L’8 gennaio 2019 si è costituito il CONI con atto di rito, seguito il 10 gennaio 2021 da una memoria con cui argomenta in ordine al carattere abilitante e non concorsuale della procedura sub judice ed alla conseguente esclusione della efficacia erga omnes di un eventuale accoglimento del ricorso, nonché in ordine alla infondatezza dello stesso.

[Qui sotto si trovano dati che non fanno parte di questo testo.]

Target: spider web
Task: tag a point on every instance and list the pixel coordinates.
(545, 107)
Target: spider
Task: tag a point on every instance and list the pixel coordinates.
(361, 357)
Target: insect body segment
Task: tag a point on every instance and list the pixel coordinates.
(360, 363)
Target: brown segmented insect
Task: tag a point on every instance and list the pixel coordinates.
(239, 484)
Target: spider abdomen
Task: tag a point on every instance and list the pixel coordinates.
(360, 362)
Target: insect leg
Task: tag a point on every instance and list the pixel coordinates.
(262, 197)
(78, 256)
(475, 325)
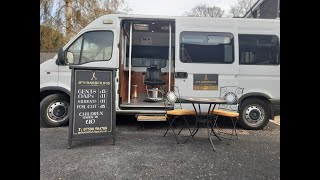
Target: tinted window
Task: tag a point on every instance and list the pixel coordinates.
(91, 46)
(202, 47)
(259, 49)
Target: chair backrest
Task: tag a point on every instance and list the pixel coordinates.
(153, 74)
(171, 97)
(231, 94)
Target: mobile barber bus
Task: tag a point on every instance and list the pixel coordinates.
(179, 51)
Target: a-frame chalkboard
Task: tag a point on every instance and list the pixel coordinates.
(92, 104)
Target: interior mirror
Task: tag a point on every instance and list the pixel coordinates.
(70, 58)
(61, 57)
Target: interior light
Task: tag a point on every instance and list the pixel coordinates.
(141, 27)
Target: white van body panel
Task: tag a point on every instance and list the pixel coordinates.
(49, 73)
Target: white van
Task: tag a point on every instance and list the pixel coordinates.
(229, 51)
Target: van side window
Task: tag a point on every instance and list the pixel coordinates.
(259, 49)
(204, 47)
(91, 46)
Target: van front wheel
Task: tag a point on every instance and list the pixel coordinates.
(54, 110)
(254, 114)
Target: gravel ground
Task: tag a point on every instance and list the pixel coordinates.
(142, 153)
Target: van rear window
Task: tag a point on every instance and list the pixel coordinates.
(204, 47)
(259, 49)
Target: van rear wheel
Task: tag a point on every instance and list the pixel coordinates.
(54, 110)
(254, 114)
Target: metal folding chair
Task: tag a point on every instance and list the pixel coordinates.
(174, 111)
(230, 110)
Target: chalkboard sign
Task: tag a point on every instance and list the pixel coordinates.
(92, 114)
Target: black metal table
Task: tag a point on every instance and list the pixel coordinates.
(201, 117)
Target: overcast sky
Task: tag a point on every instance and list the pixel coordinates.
(174, 7)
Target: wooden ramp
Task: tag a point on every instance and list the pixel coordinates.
(147, 117)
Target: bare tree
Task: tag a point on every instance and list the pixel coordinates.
(204, 10)
(241, 7)
(70, 16)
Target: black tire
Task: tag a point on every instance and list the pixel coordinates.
(254, 114)
(54, 110)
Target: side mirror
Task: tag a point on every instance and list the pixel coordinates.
(61, 57)
(70, 58)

L’11 gennaio 2019 si è costituito il controinteressato, Maurizio Armari, che, con memoria di pari data, ha controdedotto alle argomentazioni di parte ricorrente.

Con ordinanza del 16 gennaio 2019 n. 269/2019 il tribunale ha respinto la richiesta di misura cautelare sulla scorta dell’assenza del periculum in mora, atteso che la decisione del Collegio di Garanzia, riguardando una procedura abilitante non concorsuale, non si sarebbe potuta ritenere efficace erga omnes.

Con memoria depositata il 30 novembre 2021 il CONI resiste nel merito.

Il 1° dicembre 2021 deposita memoria anche il controinteressato che rinvia agli atti ed alle conclusioni già rassegnate.

In pari data la FISI insiste nelle proprie difese.

Seguono le repliche del CONI, del controinteressato, Maurizio Armari, e la controreplica della FISI.

Il 14 dicembre 2021 il CONI chiede il passaggio in decisione della causa sulla base degli scritti.

Alla pubblica udienza del 17 dicembre 2021 il ricorso è stato trattenuto in decisione.

DIRITTO

Premessa la giurisdizione di questo giudice nella materia per cui vi è controversia, atteso il carattere spiccatamente pubblicistico dell’attività demandata dalla l. n.81/91 alla F.I.S.I. in materia di formazione e disciplina degli istruttori nazionali e la natura non agonistica dell’attività stessa, il ricorso è fondato nel merito.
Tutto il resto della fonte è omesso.